Zwei klassische Versuche, diese Frage zu beantworten, finden sich bereits bei Aristoteles (384–322 v. Chr.): Der Mensch wird einerseits als »zoon politikon« beschrieben, also als politisches beziehungsweise Staaten bildendes Tier; andererseits als »zoon logon echon«, was auf Grund der vielseitigen Verwendbarkeit des griechischen Wortes »logos«, das so halbwegs alles von »Beweisführung« bis »Spesenquittung« heißen kann, sich zum Beispiel als »das Tier, das Sprache hat« übersetzen lässt, aber auch als »das Tier, das seine Gründe hat«. Beide Bestimmungen erfreuen sich bis heute großer Beliebtheit. Es gibt einen starken Konsens, dass der Mensch vieles von dem, was ihm eigen ist, nur tun kann, weil er Sprache hat und weil er eigentlich immer in irgendeiner Form von Gemeinschaft daherkommt – unter anderem, weil auch Sprache immer ein Gemeinschaftsprodukt ist: Kinder, die völlig ohne den Zuspruch anderer Menschen aufwachsen, beherrschen keine Sprache, das gilt spätestens seit dem Mittelalter als bekannt.

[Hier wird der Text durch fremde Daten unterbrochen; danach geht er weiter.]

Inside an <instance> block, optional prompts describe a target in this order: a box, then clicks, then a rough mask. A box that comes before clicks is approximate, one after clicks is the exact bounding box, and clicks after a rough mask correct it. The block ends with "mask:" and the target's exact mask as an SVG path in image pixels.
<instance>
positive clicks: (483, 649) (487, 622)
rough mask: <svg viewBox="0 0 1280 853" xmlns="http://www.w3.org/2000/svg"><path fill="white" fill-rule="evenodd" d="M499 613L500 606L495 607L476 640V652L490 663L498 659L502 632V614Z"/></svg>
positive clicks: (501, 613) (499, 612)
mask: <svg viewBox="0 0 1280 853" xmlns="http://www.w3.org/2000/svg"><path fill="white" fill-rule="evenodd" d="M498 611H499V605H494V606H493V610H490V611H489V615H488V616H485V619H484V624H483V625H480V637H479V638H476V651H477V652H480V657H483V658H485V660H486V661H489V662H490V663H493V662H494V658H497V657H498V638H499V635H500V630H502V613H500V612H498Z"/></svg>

Doch das sind längst nicht die einzigen Kandidaten. Es gibt zwar einen Konsens darüber, dass bestimmte andere menschliche Eigenheiten, etwa mit dem Daumen greifen zu können, Feuer zu machen oder sich zu jeder beliebigen Jahreszeit zu paaren, weniger entscheidend für das Menschsein an sich sind (diese Beispiele nennt der britische Moralphilosoph Bernard Williams, 1929–2003). Auf der anderen Seite ist der Mensch aber auch berühmt dafür, Werkzeuge und Kunstwerke zu fertigen (»Homo faber«) und Spiele zu spielen (»Homo ludens«). Eine insofern recht elegante Überlegung findet sich bei Martin Heidegger (1889–1976), der (vereinfacht gesagt) das Spezifische am Menschen gerade darin sieht, dass er sich darüber Gedanken macht, was er eigentlich überhaupt ist.

Man sieht an diesem Problem, dass nicht immer die einfachste Bestimmung eines Begriffs auch die sinnvollste ist. Bei Platon findet sich der Gedanke, Menschen seien die einzigen auf zwei Beinen gehenden Tiere ohne Federn – eine Antwort, die zwar einigermaßen richtig ist, aber weitgehend wertlos. Die Frage nach dem Menschen ist also mehr als eine bloße Definitionsfrage: Sie ist auch eine Frage danach, was es überhaupt heißt, Fragen sinnvoll zu stellen und zu beantworten. Und damit war sie für die 42. Ausgabe dieser Kolumne hoffentlich ein angemessenes Thema.